February 11 2013
Prevention Magazine: Preventing Informed Health Choices
It’s growing increasingly difficult to find reliable health advice. In the past, I thought Prevention magazine was a good source, but they seem to have fallen prey to dangerous junk science and selective reporting. Consider just a few examples of their questionable claims:
A recent Prevention article titled “The Truth About Canned Foods” claims that a new study shows that BPA might be harming the kidneys of both children and adults. Yet the study authors admit that their research is only meaningful because of findings found in other studies. However, these other studies are also inconclusive, which only shows that the researchers have consistently proved nothing.
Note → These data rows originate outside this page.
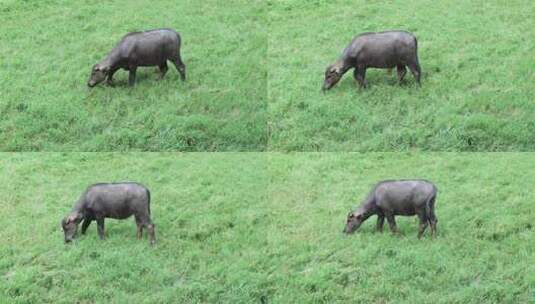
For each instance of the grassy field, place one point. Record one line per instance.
(210, 224)
(49, 46)
(266, 228)
(484, 252)
(478, 77)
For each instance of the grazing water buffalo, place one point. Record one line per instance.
(397, 197)
(150, 48)
(383, 50)
(114, 200)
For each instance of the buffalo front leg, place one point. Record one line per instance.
(109, 79)
(152, 234)
(433, 223)
(423, 223)
(85, 224)
(416, 71)
(360, 74)
(380, 222)
(180, 67)
(392, 223)
(402, 70)
(163, 69)
(100, 228)
(140, 225)
(132, 76)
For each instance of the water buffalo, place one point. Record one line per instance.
(149, 48)
(397, 197)
(383, 50)
(112, 200)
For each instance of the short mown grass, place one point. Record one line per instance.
(267, 228)
(478, 83)
(47, 49)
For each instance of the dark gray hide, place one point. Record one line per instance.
(150, 48)
(397, 197)
(114, 200)
(383, 50)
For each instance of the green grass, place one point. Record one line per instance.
(49, 46)
(478, 78)
(484, 252)
(210, 227)
(253, 227)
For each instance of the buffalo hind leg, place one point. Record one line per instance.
(140, 225)
(85, 224)
(180, 67)
(392, 223)
(360, 75)
(402, 70)
(132, 76)
(423, 223)
(416, 71)
(152, 234)
(433, 223)
(100, 228)
(380, 222)
(146, 223)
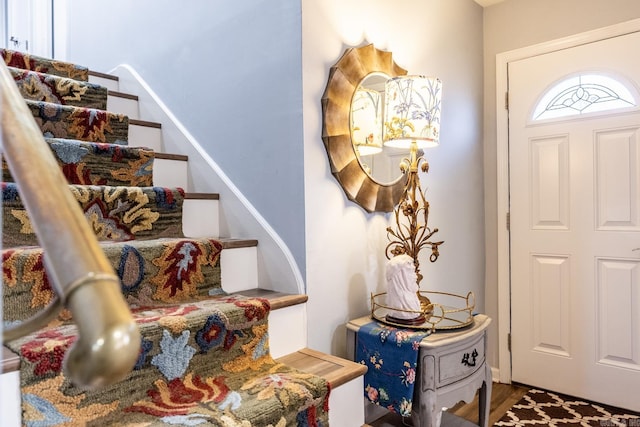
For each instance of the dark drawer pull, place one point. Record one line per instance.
(469, 359)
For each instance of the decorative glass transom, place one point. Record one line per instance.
(582, 94)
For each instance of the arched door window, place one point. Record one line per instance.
(583, 94)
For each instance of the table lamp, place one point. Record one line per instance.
(412, 121)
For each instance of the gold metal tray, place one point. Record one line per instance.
(451, 311)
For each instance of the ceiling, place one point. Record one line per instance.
(485, 3)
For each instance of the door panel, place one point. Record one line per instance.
(575, 220)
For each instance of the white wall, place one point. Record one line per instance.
(345, 245)
(512, 25)
(229, 71)
(203, 57)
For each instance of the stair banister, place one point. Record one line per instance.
(108, 339)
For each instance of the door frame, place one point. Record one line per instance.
(502, 168)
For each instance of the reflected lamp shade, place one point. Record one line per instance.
(366, 121)
(412, 111)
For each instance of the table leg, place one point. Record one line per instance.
(484, 398)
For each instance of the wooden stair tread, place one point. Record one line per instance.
(202, 196)
(335, 370)
(277, 300)
(123, 95)
(229, 243)
(103, 75)
(169, 156)
(145, 123)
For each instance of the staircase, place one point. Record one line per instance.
(223, 340)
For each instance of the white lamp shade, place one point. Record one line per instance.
(412, 111)
(366, 121)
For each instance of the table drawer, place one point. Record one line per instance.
(460, 362)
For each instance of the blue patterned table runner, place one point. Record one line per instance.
(391, 354)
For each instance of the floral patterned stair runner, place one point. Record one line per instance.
(201, 363)
(27, 61)
(115, 213)
(152, 273)
(60, 90)
(90, 163)
(204, 356)
(84, 124)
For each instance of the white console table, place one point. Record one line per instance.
(451, 368)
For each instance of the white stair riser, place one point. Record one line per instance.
(239, 269)
(346, 406)
(145, 136)
(287, 334)
(10, 413)
(120, 105)
(108, 83)
(171, 173)
(287, 330)
(200, 218)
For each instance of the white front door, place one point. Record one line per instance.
(29, 26)
(575, 222)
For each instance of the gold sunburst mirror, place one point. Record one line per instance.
(346, 82)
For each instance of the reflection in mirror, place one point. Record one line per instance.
(344, 79)
(379, 162)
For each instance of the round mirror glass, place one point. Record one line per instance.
(365, 123)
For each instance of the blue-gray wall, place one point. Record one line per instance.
(231, 72)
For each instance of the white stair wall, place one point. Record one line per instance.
(10, 413)
(123, 105)
(200, 218)
(277, 269)
(145, 136)
(170, 173)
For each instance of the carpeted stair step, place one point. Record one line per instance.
(44, 65)
(90, 163)
(37, 86)
(114, 213)
(123, 103)
(84, 124)
(143, 133)
(201, 363)
(151, 272)
(110, 81)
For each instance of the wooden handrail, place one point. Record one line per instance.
(109, 340)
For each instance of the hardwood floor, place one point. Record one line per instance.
(503, 396)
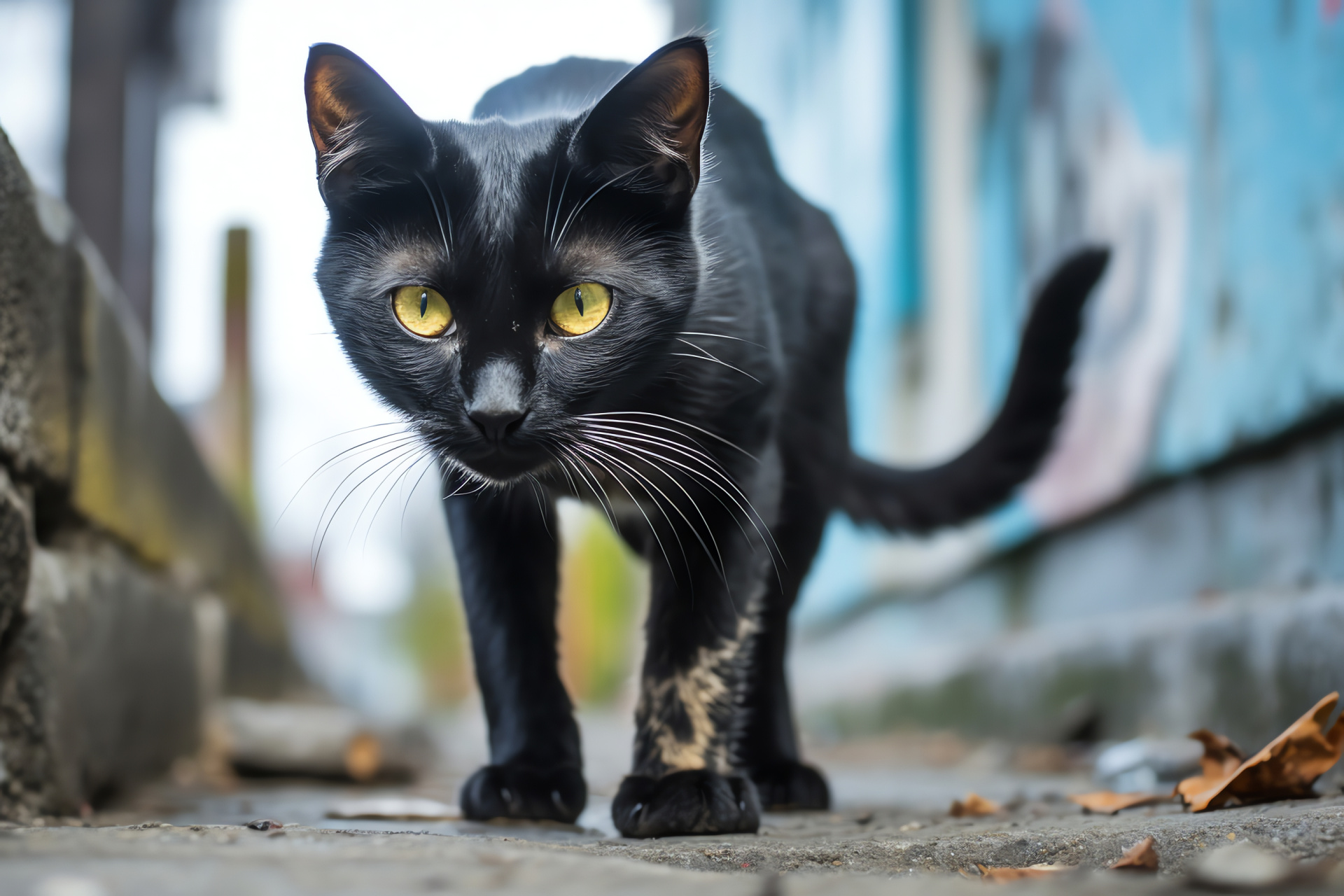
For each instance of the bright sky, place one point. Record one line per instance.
(249, 162)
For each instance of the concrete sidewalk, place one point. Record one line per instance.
(882, 849)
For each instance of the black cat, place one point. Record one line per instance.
(601, 288)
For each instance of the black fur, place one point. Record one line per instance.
(706, 414)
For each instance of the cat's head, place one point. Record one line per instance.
(495, 280)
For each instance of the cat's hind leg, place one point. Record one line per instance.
(507, 562)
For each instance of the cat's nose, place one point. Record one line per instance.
(495, 425)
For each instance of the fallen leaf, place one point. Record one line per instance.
(1108, 802)
(1004, 875)
(1142, 856)
(974, 806)
(1219, 761)
(1285, 769)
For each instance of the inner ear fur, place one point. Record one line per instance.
(353, 111)
(654, 120)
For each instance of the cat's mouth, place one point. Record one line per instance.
(503, 463)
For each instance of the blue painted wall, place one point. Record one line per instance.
(1247, 96)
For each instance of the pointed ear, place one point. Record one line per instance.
(651, 122)
(365, 134)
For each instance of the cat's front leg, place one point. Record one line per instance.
(507, 562)
(683, 780)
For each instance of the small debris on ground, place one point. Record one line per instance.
(1242, 867)
(1142, 856)
(1007, 875)
(974, 806)
(1107, 802)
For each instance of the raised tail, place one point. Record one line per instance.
(986, 475)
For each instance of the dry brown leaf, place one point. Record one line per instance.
(1218, 763)
(1142, 856)
(1004, 875)
(1108, 802)
(1285, 769)
(974, 806)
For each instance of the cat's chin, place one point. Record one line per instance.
(503, 468)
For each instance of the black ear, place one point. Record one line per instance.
(650, 125)
(365, 134)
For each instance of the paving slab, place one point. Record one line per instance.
(881, 850)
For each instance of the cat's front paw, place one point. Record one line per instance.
(524, 792)
(686, 802)
(788, 786)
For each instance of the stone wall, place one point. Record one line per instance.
(115, 542)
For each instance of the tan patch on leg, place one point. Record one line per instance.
(705, 697)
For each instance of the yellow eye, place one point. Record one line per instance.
(581, 308)
(422, 311)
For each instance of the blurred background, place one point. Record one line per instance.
(1171, 564)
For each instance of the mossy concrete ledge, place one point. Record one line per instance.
(118, 550)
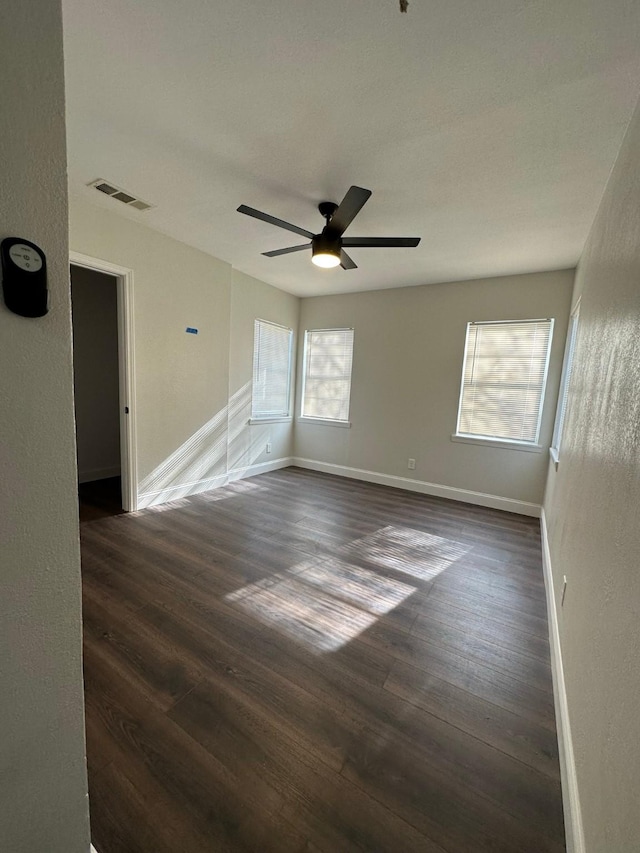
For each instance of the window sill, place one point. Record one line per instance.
(496, 442)
(325, 422)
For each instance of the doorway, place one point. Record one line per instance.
(103, 379)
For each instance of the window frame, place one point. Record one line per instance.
(565, 384)
(310, 419)
(496, 441)
(257, 418)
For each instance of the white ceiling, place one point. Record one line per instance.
(486, 127)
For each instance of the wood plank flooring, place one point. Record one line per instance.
(300, 662)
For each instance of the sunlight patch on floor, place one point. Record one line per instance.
(322, 605)
(412, 552)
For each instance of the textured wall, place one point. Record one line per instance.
(43, 803)
(95, 370)
(181, 379)
(593, 514)
(192, 391)
(407, 364)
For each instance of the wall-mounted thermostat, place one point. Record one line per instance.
(24, 277)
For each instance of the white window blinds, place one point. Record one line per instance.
(327, 374)
(271, 370)
(563, 397)
(503, 380)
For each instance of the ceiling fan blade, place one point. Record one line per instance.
(346, 262)
(272, 220)
(348, 209)
(276, 252)
(388, 242)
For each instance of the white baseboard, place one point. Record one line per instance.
(98, 474)
(570, 793)
(425, 488)
(185, 490)
(260, 468)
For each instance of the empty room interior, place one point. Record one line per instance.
(320, 452)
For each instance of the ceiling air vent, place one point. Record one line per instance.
(119, 195)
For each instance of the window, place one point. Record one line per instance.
(503, 380)
(563, 396)
(328, 354)
(271, 371)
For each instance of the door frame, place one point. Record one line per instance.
(126, 372)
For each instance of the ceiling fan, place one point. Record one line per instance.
(328, 247)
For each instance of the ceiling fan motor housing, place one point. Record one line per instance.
(325, 244)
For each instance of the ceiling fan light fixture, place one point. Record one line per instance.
(325, 252)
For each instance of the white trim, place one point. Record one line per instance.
(259, 468)
(571, 796)
(181, 490)
(127, 374)
(195, 487)
(324, 422)
(98, 474)
(497, 442)
(425, 488)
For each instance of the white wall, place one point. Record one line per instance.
(43, 790)
(592, 508)
(185, 393)
(95, 371)
(408, 350)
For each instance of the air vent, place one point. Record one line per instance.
(119, 194)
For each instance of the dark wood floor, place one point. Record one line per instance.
(299, 662)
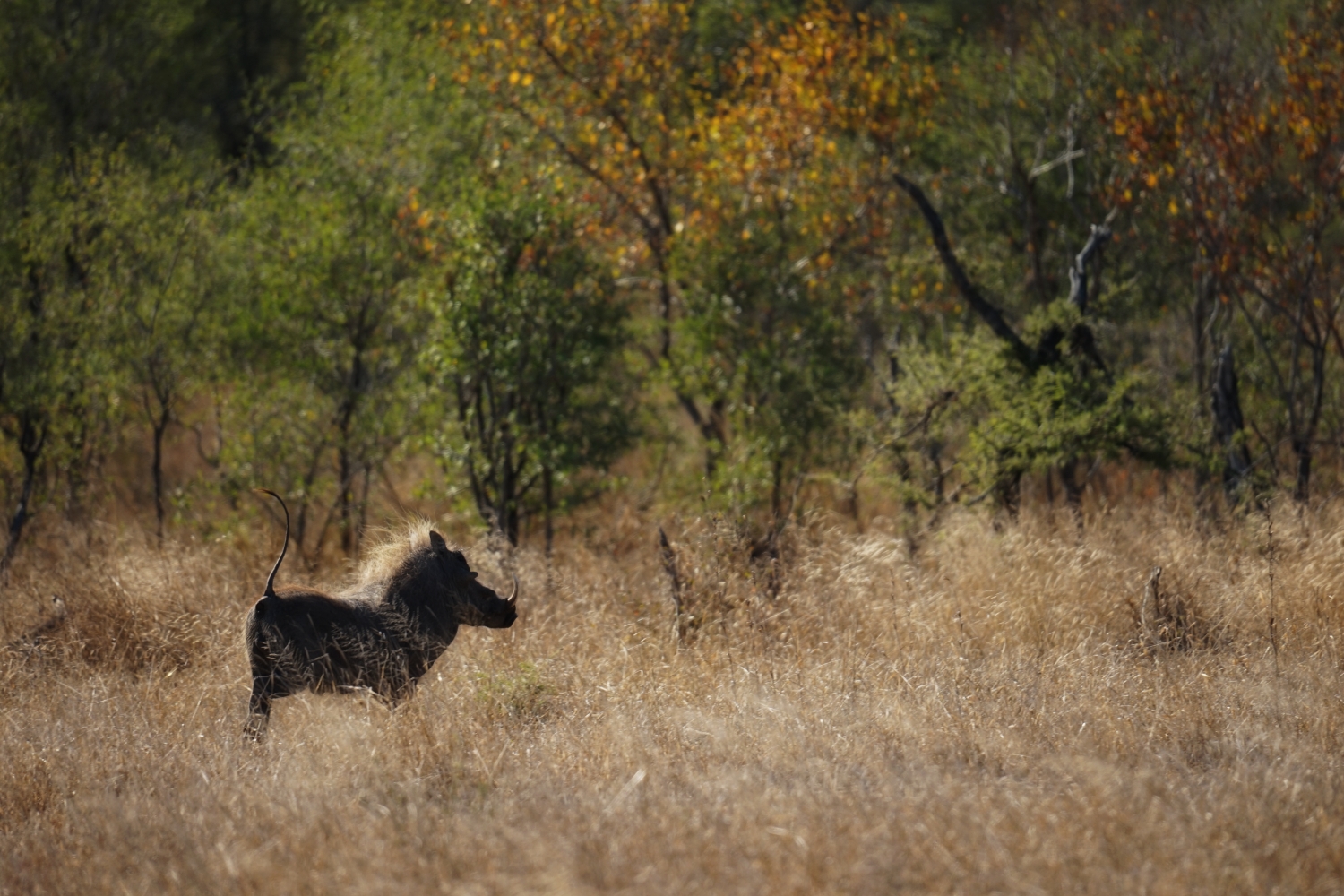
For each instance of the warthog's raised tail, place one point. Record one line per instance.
(271, 582)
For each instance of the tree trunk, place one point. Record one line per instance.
(1303, 452)
(160, 426)
(32, 437)
(548, 500)
(1226, 406)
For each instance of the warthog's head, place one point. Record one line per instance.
(470, 600)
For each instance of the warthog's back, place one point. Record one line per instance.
(308, 640)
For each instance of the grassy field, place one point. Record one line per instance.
(1004, 711)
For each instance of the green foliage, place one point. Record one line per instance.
(771, 354)
(1016, 422)
(521, 694)
(527, 357)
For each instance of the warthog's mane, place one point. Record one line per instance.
(389, 549)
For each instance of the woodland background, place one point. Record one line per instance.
(916, 432)
(505, 258)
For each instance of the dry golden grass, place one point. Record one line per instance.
(986, 716)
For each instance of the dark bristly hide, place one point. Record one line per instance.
(381, 640)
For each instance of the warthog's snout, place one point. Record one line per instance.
(492, 610)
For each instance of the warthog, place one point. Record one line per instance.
(382, 638)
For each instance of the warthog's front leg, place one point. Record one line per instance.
(258, 711)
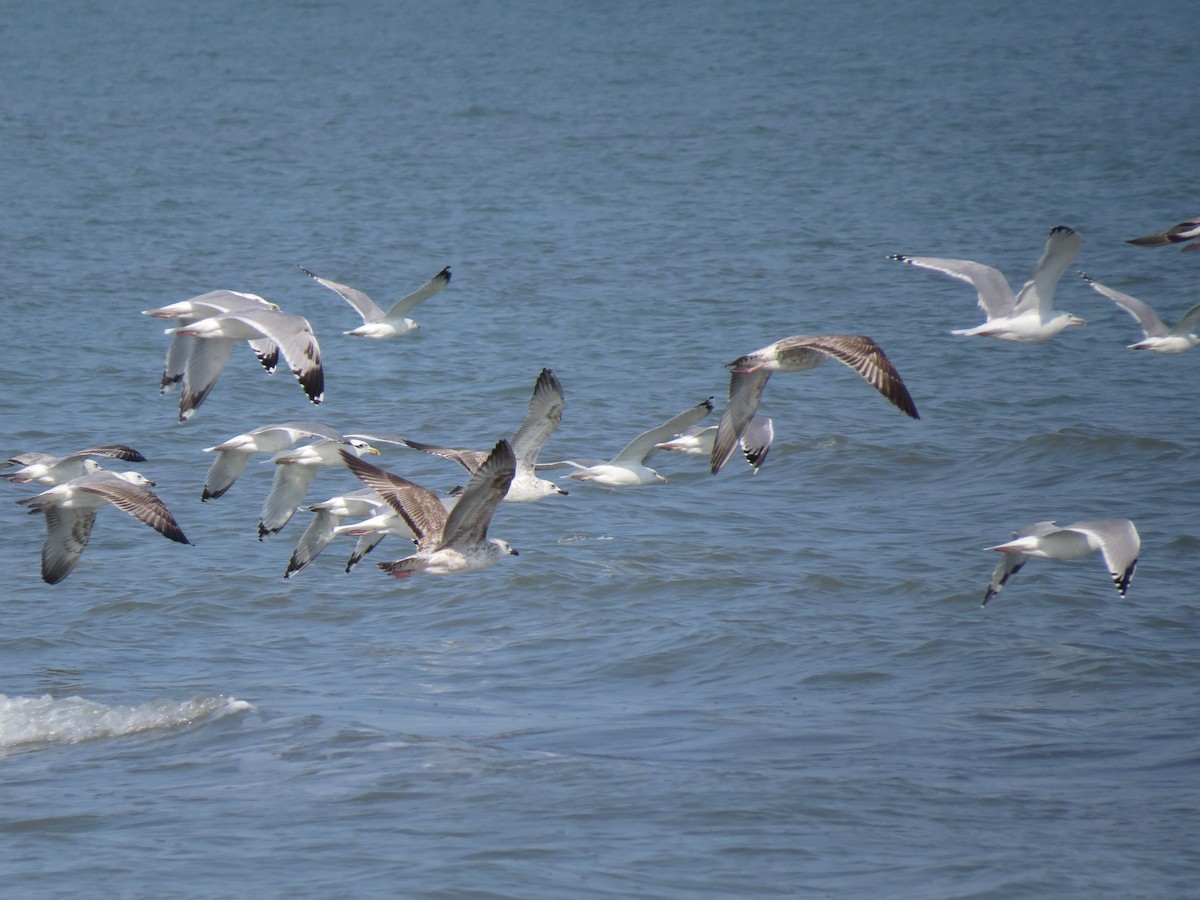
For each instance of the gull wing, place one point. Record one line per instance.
(996, 297)
(407, 304)
(467, 522)
(637, 449)
(1151, 325)
(1061, 249)
(364, 305)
Moreover, the latest study relies on data that is highly unreliable for drawing these conclusions, as I have pointed out and as other research has revealed. For more information on BPA, check out my newsfeed on SafeChemicalPolicy.org.
In “Is Organic Wheat Worth The Extra Dough?,” Prevention authors challenge a study conducted by Stanford University researchers, published in the peer reviewed journal Annals of Internal Medicine, that demonstrates why organic food is no healthier than conventional food. Prevention’s source for disproving the Stanford study is a “competing study” issued by the Organic Center, a group designed to promote organic food. Prevention writers provide no link to, or title of, this competing study and do not mention any peer reviewed journal where it was published (if at all). There are some papers published by the Organic Center on their website, but all were published before the Stanford study and do not appear to provide any new, peer-reviewed research. Prevention authors also fail to mention another study released at the time of their article publication that supports findings of the Stanford study. For more information on why organic food isn’t necessarily better for health or the environment, see my website.
One of the dumbest and most laughable headlines in Prevention is “How to Keep Your Cookies Chemical Free.” Hasn’t anyone ever explained to the people at Prevention that every piece of matter is made of chemicals? Only imaginary cookies can be “chemical-free.” As for their claims about so called “dangerous” chemicals, Prevention authors should stop hyping the risks of trace chemicals because evidence of serious adverse, health effects like cancer is lacking. They fail to acknowledge that trace chemicals are not a significant source of health problems such as cancer, or that it is the dose that makes the poison.
It appears that Prevention reporters share only what they want you to believe, rather than provide objective reporting. They leave out important information that might otherwise help their readers make informed health choices.